# Shimano XTR Rear Derailleur RD-M971-SGS vs GS



## jw8725 (Jun 12, 2009)

Hi please can someone help?

Can you explain the difference between Rear Derailleur RD-M971-SGS 

and

Rear Derailleur RD-M971-GS

Which one would benefit climbs?


----------



## Garlock (Jul 9, 2008)

*[GS] High normal or top normal *rear derailleurs return to the smallest sprocket on the cassette when no cable tension is applied.[8] Most Shimano mountain, all Shimano road, and all SRAM and Campagnolo derailleurs are high-normal designs.

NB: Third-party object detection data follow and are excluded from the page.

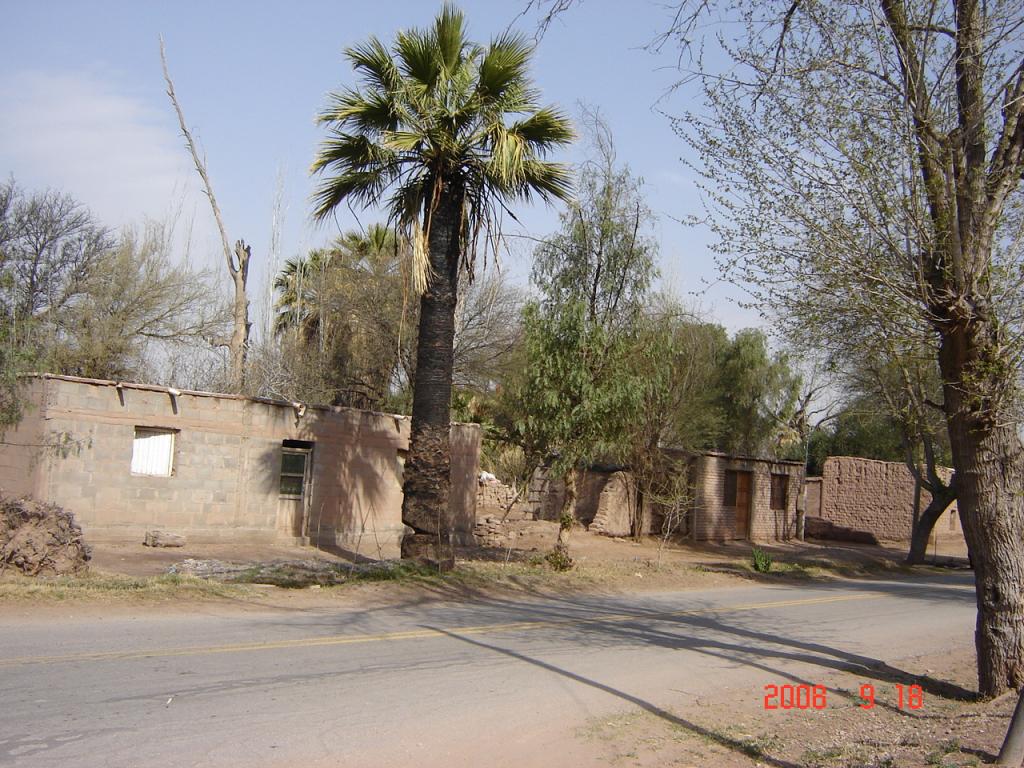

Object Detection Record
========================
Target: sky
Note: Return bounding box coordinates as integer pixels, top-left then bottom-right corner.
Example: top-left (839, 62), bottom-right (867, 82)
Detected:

*[SGS] Low normal or rapid rise* rear derailleurs for mountain bikes are manufactured by Shimano. These derailleurs, introduced in 2004 in the XT and XTR groups maintain position over the largest sprocket on the cassette when no cable tension is applied.[9] On mountain bikes especially, this is an advantage because gear changes tend to be easier and quicker when changing in the spring weighted direction. Changing gears in the sprung direction requires only a light click on the control, and the spring will move the derailleur into place. In road racing the swiftest gear changes are required on the sprints to the finish line, hence high-normal types, which allow a quick change to a higher gear, have become the most common. In off-road cycling the most critical gear changes occur on difficult uphill sections when the rider must not only cope with the hard pedaling, but must also get into a critical riding position to maintain grip and must often cope with obstacles and difficult turns at the same time. In addition, they may be moving at a slow speed and it may be difficult to ease off pressure from the pedals without losing balance. Under such conditions being able to switch easily to a lower gear can make the difference between being able to tackle the section or having to get off and push, and thus the advantages of low-normal changers make them the best choice. From a user interface point of view, they shift opposite to other rear derailleurs. The user 'clicks' the index finger trigger to move to a larger sprocket, and pushes with the thumb trigger to select a smaller sprocket.


----------



## kapusta (Jan 17, 2004)

jw8725 said:


> Which one would benefit climbs?


No difference in how the bike climbs.


----------



## gmcttr (Oct 7, 2006)

The RD-M971-SGS and GS are both "top normal" derailleurs. The SGS and GS refers to the cage length and indicates total capacity (how much chain they can take up). The SGS is the long cage and can take up more chain. See this thread for additional information.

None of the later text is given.